Marthe Rosenow und Volker Tiemann werden vom Kunstraum B „B-fragt“
Von Hannes Hansen
Kiel. Organische Formen, die hier Menschen, dort Tiere erahnen lassen, Arbeiten, die zwischen Realität und Abstraktion changieren, das sind die mit dem Skalpell penibel heraus präparierten Scherenschnitte Marthe Rosenows. Kollege Volker Tiemanns „Universalmöbel“ sind von massiver Realität, aber durch und durch unpraktisch und Anlass für „achtersinniges“ Nachdenken. Arbeiten, die seit vergangenem Mittwoch im Rahmen und als Abschluss der Reihe „B-fragt“ im Kunstraum B in der Kieler Wilhelminenstraße unter dem Motto „Und was heißt hier illustrativ?“ gezeigt werden.

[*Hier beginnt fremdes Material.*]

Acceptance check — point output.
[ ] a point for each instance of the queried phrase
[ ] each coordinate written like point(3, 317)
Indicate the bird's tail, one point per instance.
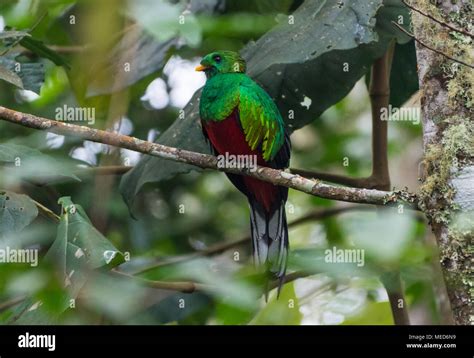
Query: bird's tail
point(270, 238)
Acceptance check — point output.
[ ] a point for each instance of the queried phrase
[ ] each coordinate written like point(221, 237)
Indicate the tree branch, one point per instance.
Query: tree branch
point(221, 247)
point(431, 48)
point(442, 23)
point(191, 286)
point(277, 177)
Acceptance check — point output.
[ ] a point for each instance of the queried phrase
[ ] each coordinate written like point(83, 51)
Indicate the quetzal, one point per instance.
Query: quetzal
point(240, 118)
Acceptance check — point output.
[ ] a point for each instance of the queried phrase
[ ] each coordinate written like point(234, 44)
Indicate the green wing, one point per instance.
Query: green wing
point(260, 119)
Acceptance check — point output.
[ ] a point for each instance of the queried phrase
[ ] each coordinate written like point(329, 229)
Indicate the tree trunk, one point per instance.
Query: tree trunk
point(447, 104)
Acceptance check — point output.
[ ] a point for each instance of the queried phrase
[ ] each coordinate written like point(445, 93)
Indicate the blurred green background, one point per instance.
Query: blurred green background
point(133, 64)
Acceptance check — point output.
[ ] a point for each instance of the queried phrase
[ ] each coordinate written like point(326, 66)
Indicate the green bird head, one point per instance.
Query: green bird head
point(221, 62)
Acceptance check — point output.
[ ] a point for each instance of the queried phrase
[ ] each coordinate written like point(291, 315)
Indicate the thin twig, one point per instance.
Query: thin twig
point(191, 286)
point(442, 23)
point(431, 48)
point(180, 286)
point(274, 176)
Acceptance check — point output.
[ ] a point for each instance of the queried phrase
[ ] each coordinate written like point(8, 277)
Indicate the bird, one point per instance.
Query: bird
point(239, 117)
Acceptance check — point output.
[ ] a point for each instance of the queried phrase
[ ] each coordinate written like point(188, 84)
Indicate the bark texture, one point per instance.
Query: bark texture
point(447, 191)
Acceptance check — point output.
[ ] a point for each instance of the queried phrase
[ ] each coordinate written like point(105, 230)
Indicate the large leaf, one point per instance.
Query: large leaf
point(16, 212)
point(30, 73)
point(184, 133)
point(283, 310)
point(305, 76)
point(140, 53)
point(79, 247)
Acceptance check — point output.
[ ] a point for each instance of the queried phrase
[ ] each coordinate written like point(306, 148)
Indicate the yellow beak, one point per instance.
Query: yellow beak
point(200, 68)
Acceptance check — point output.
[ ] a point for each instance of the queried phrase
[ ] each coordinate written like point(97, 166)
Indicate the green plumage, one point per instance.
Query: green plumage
point(261, 121)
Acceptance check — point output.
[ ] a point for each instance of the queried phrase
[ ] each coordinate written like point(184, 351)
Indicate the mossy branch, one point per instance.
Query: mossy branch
point(277, 177)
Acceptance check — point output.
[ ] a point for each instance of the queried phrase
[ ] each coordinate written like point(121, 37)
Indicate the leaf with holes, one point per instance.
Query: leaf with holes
point(16, 212)
point(79, 247)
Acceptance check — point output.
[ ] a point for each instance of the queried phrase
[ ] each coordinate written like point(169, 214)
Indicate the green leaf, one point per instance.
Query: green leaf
point(184, 133)
point(141, 52)
point(404, 75)
point(374, 313)
point(41, 50)
point(16, 212)
point(10, 76)
point(304, 76)
point(13, 34)
point(31, 73)
point(79, 247)
point(280, 311)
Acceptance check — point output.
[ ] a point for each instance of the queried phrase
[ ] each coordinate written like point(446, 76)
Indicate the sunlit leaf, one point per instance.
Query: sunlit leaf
point(282, 310)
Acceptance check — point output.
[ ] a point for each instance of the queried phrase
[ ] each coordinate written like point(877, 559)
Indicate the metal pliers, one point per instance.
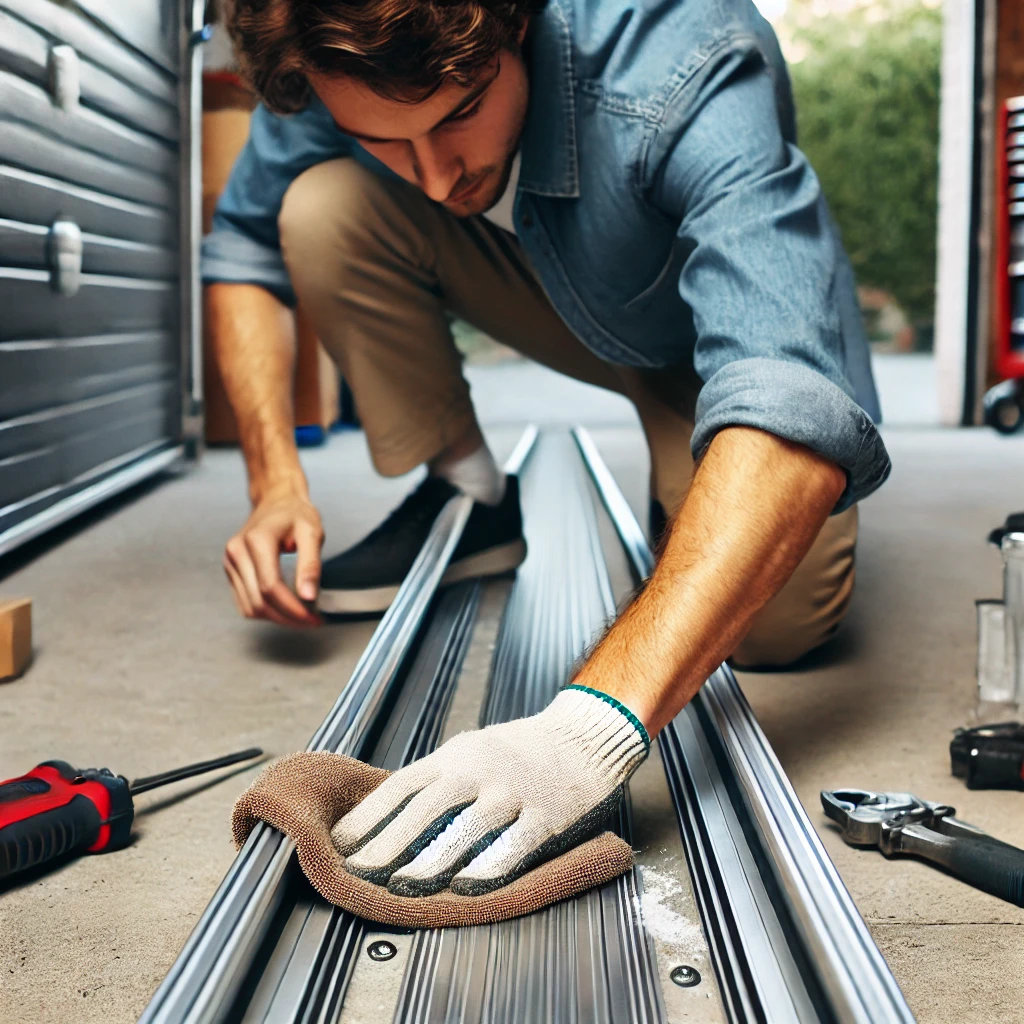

Eine Frage, die die an der Muthesius Hochschule ausgebildete und seit Jahren in Berlin lebende Konzeptkünstlerin Marthe Rosenow und der Kieler Bildhauer Volker Tiemann, an der Muthesius Hochschule ein Schüler von Jan Koblasa, auf verschiedene Weise zu beantworten scheinen.
Dass alles, was auch nur im Dunstkreis der Wörter „Illustration“, „illustrativ“ und ihrer semantischen Verwandten auftaucht, von wahren Künstlern für bäh bäh gehalten wird, schert beide wenig. Das ist aber auch die einzige Gemeinsamkeit.
Zwischen Jugendstil und Abstraktion
Marthe Rosenow, die ihren Lebensunterhalt vorwiegend als Designerin von Figuren für Computerspiele, von Spielkarten, Comic- und Fantasy-Figuren verdient, missachtet die Grenze zwischen angewandter und freier Kunst einfach. Zum einen dadurch, dass auch ihre für den Broterwerb geschaffenen Produkte hohe technische Qualität und künstlerischer Einfallsreichtum auszeichnen. Zum anderen dadurch, dass Arbeiten wie die in Kiel gezeigten mit ihren organischen Menschen- und Tierformen die Herkunft aus dem Jugendstil zwar erahnen lassen, ihn aber ohne Verlust von Sinnlichkeit in die Abstraktion weiter treiben. So übersetzen diese Arbeiten die schwüle, aggressive und vordergründige Erotik eines Aubrey Beardsley etwa souverän in ein Zeichensystem, das viele Deutungen offen lässt, ohne ihnen ihren rätselhaften Traumcharakter zu nehmen.
Das Spiel mit Begriffen
Einen ganz anderen Weg geht Volker Tiemann. Seine Objekte spielen mit Witz und Ironie mit unserer Wahrnehmung und drehen der Konzeptkunst eine Nase, indem sie bedeutungsschwere Begriffe listig geradezu umkrempeln oder auf ihren Doppelsinn befragen.
Man kann gar nicht anders als das „Große Stück mit blauer Schleife“ als Hommage an Eduard Mörikes Gedicht „Frühling lässt sein blaues Band wieder flattern durch die Lüfte“ zu interpretieren. Das luftige blaue Band auf einem Turm aus vier altmodischen, durch und durch unpoetischen Küchenhockern scheint mit ihm davonfliegen zu wollen und verleiht der Phantasie des Betrachters Flügel.
Das tut der scheinbare Kalauer der aus einem einzigen Stück Holz bestehenden Arbeit „Leeres Blatt“ auf andere Weise, indem es zwei unterschiedliche Bedeutungen zusammen zwingt und so die Assoziationsräume „Holz, Baum, Blatt“ und „Papier, Schreiben, Blatt“ vereint. Und weil diese hölzerne Blatt leer ist, verweigert es eine eindeutige Antwort auf die im Titel der Ausstellung gestellte Frage nach seinem illustrativen Charakter. Wenn die Arbeit etwas illustriert, dann die Fähigkeit des Betrachters, mit Phantasie und Witz Zusammenhänge herzustellen, die vordergründig nicht erkennbar sind.
Kunstraum B, Wilhelminenstraße 35, „Was heißt hier illustrativ“, bis 25. November. Donnerstag bis Samstag, 15 – 18 Uhr.